2.9 Cell counting kit‑8 (CCK‑8) assay
CCK-8 (Kangrun Biology, China) was used to assess the proliferation ability of the 16HBE cells. Five thousand 16HBE cells were seeded into 96-well plates. A 100 μl-DMEM medium was added to each well, and five duplicate wells were designed for each group. The 96-well plates were incubated for 24, 48, 72, and 96 h. Then, 10 μl of CCK-8 reagent was added to each well and incubated for 3 h at 37 °C. Finally, the optical density (OD) value at 450 nm was measured using a microtiter plate reader, and the absorbance was calculated.
2.10 Transwell assay
The transwell chamber (Corning Inc., Corning, NY., USA) was used to evaluate the migration (or cell invasive) ability of the 16HBE cells.
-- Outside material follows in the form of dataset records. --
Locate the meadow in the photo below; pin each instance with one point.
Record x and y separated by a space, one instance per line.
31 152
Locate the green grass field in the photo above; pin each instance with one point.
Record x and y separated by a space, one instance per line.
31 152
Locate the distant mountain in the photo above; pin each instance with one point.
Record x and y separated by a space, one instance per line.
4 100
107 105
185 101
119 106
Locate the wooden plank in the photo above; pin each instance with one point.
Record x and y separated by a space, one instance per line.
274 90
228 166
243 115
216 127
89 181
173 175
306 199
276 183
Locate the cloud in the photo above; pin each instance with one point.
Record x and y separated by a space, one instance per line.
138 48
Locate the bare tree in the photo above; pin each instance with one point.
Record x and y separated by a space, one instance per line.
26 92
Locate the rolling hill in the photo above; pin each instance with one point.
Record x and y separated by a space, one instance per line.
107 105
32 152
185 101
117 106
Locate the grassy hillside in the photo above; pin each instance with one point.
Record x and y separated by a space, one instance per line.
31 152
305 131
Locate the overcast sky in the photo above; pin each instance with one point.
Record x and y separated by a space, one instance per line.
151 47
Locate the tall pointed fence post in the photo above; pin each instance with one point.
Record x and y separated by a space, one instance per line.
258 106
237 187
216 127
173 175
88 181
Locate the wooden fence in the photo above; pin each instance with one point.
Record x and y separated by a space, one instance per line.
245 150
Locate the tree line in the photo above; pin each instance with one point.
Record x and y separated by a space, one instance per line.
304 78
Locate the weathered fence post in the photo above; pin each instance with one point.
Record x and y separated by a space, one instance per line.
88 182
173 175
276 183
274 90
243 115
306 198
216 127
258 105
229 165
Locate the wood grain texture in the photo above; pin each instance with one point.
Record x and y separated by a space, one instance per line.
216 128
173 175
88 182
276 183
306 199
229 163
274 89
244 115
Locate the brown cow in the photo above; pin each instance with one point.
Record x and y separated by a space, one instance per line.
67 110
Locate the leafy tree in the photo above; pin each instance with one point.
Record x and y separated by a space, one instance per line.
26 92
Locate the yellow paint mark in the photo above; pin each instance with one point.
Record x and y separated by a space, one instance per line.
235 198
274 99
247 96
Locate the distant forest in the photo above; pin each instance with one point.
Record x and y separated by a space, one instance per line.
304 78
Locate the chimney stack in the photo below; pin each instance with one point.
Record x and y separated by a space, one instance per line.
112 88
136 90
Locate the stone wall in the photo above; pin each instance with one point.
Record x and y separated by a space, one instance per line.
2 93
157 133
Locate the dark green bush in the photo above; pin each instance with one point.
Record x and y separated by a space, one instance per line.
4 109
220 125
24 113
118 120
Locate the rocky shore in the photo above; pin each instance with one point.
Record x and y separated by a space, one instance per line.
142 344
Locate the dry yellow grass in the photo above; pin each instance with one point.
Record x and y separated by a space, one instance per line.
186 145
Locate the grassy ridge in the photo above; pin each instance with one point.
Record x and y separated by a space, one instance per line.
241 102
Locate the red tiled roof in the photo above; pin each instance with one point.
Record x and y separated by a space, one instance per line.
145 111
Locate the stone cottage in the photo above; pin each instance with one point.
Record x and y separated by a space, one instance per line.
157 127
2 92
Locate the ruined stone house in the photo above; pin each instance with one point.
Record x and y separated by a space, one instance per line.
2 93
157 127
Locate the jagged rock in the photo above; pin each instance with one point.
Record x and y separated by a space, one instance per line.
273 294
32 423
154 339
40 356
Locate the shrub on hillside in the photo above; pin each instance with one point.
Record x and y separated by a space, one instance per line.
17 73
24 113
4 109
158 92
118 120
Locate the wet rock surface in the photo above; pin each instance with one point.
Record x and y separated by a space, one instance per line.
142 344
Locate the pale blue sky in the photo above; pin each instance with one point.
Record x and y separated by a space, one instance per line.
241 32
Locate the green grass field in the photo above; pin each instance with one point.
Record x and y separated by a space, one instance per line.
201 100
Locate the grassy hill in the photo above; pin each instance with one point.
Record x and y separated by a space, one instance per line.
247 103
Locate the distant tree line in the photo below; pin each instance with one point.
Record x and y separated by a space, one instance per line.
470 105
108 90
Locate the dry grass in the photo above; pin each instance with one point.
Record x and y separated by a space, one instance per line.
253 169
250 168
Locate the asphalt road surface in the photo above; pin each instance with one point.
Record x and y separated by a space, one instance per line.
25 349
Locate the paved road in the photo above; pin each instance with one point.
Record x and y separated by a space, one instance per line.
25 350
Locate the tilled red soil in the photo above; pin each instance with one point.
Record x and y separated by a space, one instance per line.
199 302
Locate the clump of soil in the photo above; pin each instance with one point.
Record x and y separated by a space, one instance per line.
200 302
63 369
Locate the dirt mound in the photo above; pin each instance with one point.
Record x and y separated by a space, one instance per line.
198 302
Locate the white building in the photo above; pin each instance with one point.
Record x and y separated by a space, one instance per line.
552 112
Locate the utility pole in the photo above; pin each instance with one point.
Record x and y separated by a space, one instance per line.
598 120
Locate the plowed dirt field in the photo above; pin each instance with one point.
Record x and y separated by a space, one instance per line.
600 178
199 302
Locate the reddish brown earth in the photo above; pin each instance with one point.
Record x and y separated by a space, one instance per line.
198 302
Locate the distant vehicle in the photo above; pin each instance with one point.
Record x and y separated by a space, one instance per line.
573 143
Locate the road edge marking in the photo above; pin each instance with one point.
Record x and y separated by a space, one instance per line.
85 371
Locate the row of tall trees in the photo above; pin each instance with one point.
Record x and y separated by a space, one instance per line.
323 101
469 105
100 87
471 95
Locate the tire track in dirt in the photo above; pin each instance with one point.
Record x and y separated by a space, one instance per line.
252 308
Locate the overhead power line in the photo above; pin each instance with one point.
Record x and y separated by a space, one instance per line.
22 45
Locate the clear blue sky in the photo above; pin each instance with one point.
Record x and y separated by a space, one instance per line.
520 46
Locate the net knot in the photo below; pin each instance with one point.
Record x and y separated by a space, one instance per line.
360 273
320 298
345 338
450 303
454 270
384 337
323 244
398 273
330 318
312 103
The cells were resuspended in serum-free media and seeded into the upper chamber at a density of 4×10 3 cells /well, using a volume of 200 μl. An 800 μl culture solution with 30% FBS was subsequently added to the lower chamber. After incubation for 24 h, cells were fixed, stained, and visualized under an inverted microscope. Cells that migrated to the sublayer of the microporous membrane were counted. Five fields were selected for each sample to count the number of cells, and the mean number was obtained.
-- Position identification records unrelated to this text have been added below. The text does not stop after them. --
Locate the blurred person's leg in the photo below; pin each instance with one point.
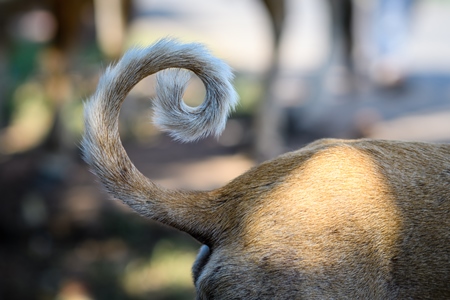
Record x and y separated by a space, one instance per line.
391 29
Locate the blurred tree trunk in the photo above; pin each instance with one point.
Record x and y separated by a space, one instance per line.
111 18
269 119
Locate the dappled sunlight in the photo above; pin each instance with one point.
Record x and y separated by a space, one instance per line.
31 121
335 209
168 267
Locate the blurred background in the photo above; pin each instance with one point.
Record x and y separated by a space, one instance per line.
305 69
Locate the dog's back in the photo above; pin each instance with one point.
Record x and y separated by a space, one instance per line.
337 219
360 219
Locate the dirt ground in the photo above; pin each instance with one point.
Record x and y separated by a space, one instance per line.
63 238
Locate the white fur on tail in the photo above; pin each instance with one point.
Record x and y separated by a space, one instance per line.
101 143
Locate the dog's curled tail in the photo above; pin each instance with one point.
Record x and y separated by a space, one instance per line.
102 148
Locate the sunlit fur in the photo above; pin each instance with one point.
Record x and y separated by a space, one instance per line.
337 219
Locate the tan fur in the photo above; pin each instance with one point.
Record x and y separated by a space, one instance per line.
362 219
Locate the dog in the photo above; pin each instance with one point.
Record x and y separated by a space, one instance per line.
337 219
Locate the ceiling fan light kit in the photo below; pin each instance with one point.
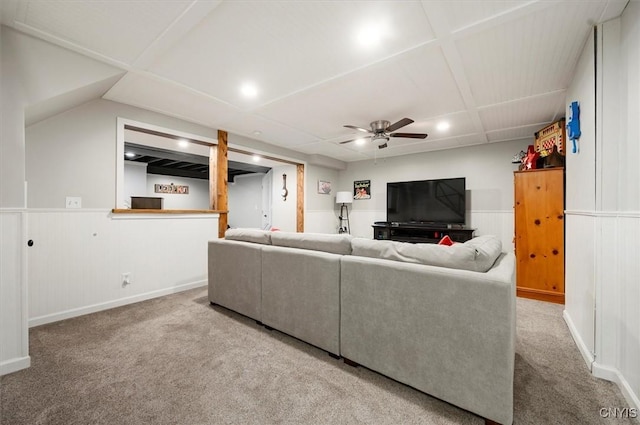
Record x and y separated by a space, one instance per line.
382 130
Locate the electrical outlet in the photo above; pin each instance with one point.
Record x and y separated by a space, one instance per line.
74 202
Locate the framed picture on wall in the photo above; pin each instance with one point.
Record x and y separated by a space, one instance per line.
362 189
324 187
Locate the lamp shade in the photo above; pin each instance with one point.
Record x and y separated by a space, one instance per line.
344 198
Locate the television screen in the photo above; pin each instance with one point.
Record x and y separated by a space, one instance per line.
439 201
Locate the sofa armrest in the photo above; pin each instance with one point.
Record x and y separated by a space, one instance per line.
447 332
235 276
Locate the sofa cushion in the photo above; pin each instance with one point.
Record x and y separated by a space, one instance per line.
478 256
249 235
488 249
335 244
446 241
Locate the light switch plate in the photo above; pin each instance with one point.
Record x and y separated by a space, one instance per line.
74 202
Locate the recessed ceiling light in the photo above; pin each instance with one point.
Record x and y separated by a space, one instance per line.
443 126
249 90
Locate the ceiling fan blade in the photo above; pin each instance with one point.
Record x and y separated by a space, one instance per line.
399 124
347 141
358 128
410 135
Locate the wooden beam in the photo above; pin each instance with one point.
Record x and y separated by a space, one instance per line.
213 177
221 181
300 198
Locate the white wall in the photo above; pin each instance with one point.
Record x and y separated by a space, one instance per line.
78 257
489 180
618 211
79 148
14 351
245 201
196 199
580 202
283 213
135 180
603 229
321 210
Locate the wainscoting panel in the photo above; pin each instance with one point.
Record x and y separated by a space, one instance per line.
618 296
14 344
77 262
580 280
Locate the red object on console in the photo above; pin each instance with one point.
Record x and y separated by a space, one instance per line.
446 241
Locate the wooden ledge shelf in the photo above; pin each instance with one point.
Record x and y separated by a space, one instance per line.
152 211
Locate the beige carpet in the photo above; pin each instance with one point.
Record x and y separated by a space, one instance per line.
177 360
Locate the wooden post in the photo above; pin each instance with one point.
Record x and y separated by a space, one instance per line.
300 198
218 168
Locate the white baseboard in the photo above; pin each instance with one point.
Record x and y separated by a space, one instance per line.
582 347
14 365
612 374
50 318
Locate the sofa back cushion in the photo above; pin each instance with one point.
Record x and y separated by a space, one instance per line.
335 244
488 248
249 235
478 256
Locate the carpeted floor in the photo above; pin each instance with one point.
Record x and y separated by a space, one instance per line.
177 360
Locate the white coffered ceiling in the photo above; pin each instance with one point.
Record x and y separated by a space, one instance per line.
495 70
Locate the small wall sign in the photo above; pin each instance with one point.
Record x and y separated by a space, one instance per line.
324 187
176 189
362 189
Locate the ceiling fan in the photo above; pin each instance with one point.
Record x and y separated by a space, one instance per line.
382 130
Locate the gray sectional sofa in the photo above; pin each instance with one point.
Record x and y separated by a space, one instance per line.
438 318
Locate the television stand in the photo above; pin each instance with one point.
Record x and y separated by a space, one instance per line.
420 233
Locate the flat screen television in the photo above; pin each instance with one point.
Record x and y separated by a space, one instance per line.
437 202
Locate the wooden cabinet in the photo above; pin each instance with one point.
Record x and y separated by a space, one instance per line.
539 234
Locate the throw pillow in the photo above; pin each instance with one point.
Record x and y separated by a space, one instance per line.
249 235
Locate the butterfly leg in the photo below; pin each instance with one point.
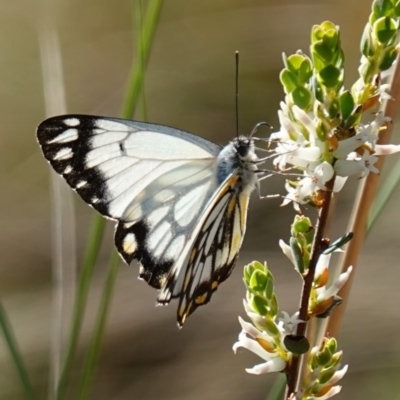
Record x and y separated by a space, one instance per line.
270 196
2.11 Double luciferase reporter gene assay
We predicted the binding sequences between lncRNA PTTG3P and miR-192-3p, miR-192-3p, and CCNB1 from the Starbase (http://starbase.sysu.edu.cn/). We designed and synthesized the pSI-Check2 vector (Hanbio Biotechnology Co., Ltd Shanghai, China) including the wild-type (WT) and mutant (MT) binding sites of miR-192-3p within the PTTG3P sequence or CCNB1 3′UTR; we then named the PTTG3P-WT/MT and CCNB1-WT/MT vectors, respectively. The synthesized vectors with miR-192-3p mimic or mimic-NC were transfected into the 16HBE cells for 48 h, and the dual-luciferase reporter system (Promega, USA) was used to determine the luciferase activity.
2.12 Statistical analysis
Data are expressed as mean ± standard deviation (X‾±SD) One-way analysis of variance and t-test were used to compare the differences between groups. A p<0.05 indicated statistical significance. GraphPad Prism 8.0 and R 4.0.3 were used for statistical analysis.